Bottom Line: A selective enrichment of sialoglycoproteins was confirmed.When compared with global proteomic analysis of the same cells, the proportion of identified glycoprotein and cell-surface proteins were on average threefold higher using the selective capture approach.Our approach effectively targeted surface sialoglycoproteins and efficiently identified proteins that underlie the metastatic potential of the ML2 cells.

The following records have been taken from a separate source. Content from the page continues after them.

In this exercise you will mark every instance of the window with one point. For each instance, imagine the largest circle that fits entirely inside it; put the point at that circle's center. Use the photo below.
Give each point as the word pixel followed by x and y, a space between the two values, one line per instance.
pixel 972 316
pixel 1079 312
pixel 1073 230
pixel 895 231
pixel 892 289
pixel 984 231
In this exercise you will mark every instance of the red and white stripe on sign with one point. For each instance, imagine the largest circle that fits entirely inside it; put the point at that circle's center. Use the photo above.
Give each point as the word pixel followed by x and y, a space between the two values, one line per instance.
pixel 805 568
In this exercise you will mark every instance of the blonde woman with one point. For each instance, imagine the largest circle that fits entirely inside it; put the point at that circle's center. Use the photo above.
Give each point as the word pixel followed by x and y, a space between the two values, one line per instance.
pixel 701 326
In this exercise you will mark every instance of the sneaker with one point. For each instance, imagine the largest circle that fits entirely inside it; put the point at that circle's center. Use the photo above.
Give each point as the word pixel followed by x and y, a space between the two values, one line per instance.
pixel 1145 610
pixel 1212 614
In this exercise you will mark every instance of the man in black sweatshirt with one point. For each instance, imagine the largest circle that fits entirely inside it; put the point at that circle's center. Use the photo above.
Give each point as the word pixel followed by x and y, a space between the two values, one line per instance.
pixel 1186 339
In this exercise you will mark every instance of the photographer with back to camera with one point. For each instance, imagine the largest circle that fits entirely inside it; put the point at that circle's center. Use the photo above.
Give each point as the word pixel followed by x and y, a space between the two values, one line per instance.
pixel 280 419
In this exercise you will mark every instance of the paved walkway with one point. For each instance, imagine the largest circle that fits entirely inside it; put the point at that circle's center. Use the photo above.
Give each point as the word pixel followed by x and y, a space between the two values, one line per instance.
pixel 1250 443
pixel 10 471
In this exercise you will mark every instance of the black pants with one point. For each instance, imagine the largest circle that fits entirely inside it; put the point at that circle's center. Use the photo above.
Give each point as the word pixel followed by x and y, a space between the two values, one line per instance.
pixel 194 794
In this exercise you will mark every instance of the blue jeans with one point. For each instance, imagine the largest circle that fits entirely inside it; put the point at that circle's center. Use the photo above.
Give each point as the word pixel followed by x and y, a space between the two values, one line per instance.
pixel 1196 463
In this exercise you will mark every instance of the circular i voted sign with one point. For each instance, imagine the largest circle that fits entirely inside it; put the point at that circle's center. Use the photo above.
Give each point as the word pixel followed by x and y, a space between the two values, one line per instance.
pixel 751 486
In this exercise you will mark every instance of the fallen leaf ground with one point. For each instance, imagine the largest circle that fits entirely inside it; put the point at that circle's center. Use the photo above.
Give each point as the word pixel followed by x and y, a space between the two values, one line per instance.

View Article: PubMed Central - PubMed

Affiliation: Leroy T. Canoles Cancer Research Center, Department of Microbiology and Molecular Cell Biology, Eastern Virginia Medical School, Norfolk, Virginia 23507, USA.

ABSTRACT
Covalent attachment of carbohydrates to proteins is one of the most common post-translational modifications. At the cell surface, sugar moieties of glycoproteins contribute to molecular recognition events involved in cancer metastasis. We have combined glycan metabolic labeling with mass spectrometry analysis to identify and characterize metastasis-associated cell surface sialoglycoproteins. Our model system used syngeneic prostate cancer cell lines derived from PC3 (N2, nonmetastatic, and ML2, highly metastatic). The metabolic incorporation of AC(4)ManNAz and subsequent specific labeling of cell surface sialylation was confirmed by flow cytometry and confocal microscopy. Affinity isolation of the modified sialic-acid containing cell surface proteins via click chemistry was followed by SDS-PAGE separation and liquid chromatography-tandem MS analysis. We identified 324 proteins from N2 and 372 proteins of ML2. Using conservative annotation, 64 proteins (26%) from N2 and 72 proteins (29%) from ML2 were classified as extracellular or membrane-associated glycoproteins. A selective enrichment of sialoglycoproteins was confirmed. When compared with global proteomic analysis of the same cells, the proportion of identified glycoprotein and cell-surface proteins were on average threefold higher using the selective capture approach. Functional clustering of differentially expressed proteins by Ingenuity Pathway Analysis revealed that the vast majority of glycoproteins overexpressed in the metastatic ML2 subline were involved in cell motility, migration, and invasion. Our approach effectively targeted surface sialoglycoproteins and efficiently identified proteins that underlie the metastatic potential of the ML2 cells.